# i7 4770K overclocking review and advise



## demonicpriest (Jan 28, 2014)

Hello,

MY Rig is as follows 
i7 4770K 
Asrock Z87 Fatal1ty 
4x4 Kingston HyperX Red
Seasonic M12 750 Watt 
Corsair H100i 
PowerColor 7750

I was running everything at stock and I was checking my voltage via CPU-Z 
it showed Idle voltage at .800 volts and full load voltage ( 3.8 Ghz @ 1.200v)
It seems the the Mobo is pushing in more voltage than required.

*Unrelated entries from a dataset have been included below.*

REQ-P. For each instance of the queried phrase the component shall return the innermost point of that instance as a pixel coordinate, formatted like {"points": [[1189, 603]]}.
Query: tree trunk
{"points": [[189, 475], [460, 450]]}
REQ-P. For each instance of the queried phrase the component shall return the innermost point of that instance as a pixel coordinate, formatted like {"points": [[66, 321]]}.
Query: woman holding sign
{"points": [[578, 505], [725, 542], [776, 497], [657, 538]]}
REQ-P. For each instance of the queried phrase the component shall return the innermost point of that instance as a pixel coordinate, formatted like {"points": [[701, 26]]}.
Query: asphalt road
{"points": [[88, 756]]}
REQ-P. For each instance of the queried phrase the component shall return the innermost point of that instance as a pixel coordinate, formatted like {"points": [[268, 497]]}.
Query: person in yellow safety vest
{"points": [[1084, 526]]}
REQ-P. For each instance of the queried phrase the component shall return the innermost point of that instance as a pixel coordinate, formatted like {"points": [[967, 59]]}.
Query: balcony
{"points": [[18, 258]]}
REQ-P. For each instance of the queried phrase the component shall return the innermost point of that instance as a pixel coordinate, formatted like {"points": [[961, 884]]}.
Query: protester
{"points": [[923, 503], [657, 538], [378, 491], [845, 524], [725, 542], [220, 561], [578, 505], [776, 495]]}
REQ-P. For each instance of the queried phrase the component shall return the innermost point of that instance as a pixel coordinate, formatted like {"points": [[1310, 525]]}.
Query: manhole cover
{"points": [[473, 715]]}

SO took the system off Auto put it in Adpative mode  and set it at 39X Multiplier (both CPU and uncore) 
base voltage at .800v and offsets of  +.005 volts
Result 
idle voltage is .721 
now at these settings Prime95 runs at 1.131 volts for hours with temps ranging from 58-62 C
But Intel Burn test and aida 64 bumped the voltage up to 1.200v

So again I set the multiplier at 42X and ( uncore at 39X)
base voltage at .800v and offsets of  +.005 volts 
Result
idle voltage is .721
now at these settings Prime95 runs at 1.131 volts for hours with temps ranging from 58-64 C
But Aida64 and Intel Burn test ramps up voltages to 1.200v
temps for intel Burn test are Max =74C; average= 60
Aida64 temps are 58-64 C

So again I took the System off adaptive mode and put it in fixed voltage  
base voltage at 1.131v and offsets of  +.005 volts
Result
idle voltage is .721
Aida64 and Intel Burn test Completed successfully at these voltages ( 1.136)
with temps as mentioned above.

Idle temps under all conditions are =28-31 C ( core to core varies)
Cooler Profile = Normal usage I use a custom Curve but for testing I use Balanced



I have used my PC for 7-8 hours ( Adaptive mode) doing gaming and VMware work and I can ee that max voltage has never crossed 1.131v. Its only when I Run Aida54 and Intel Burn Test that somehow my Mobo decided to give it 1.200 volts.

1)Any Idea how this can be fixed ( I other that these two nothing pushes the adaptive voltage up, still its bugging me  )

2)Also are the voltages i.e 1.131v for 4.2 Ghz with temps under all stress test other than linpack based hovering around 58-63C ok ?

3)I will try next to push to 4.4 Ghz what voltages should I try it our


----------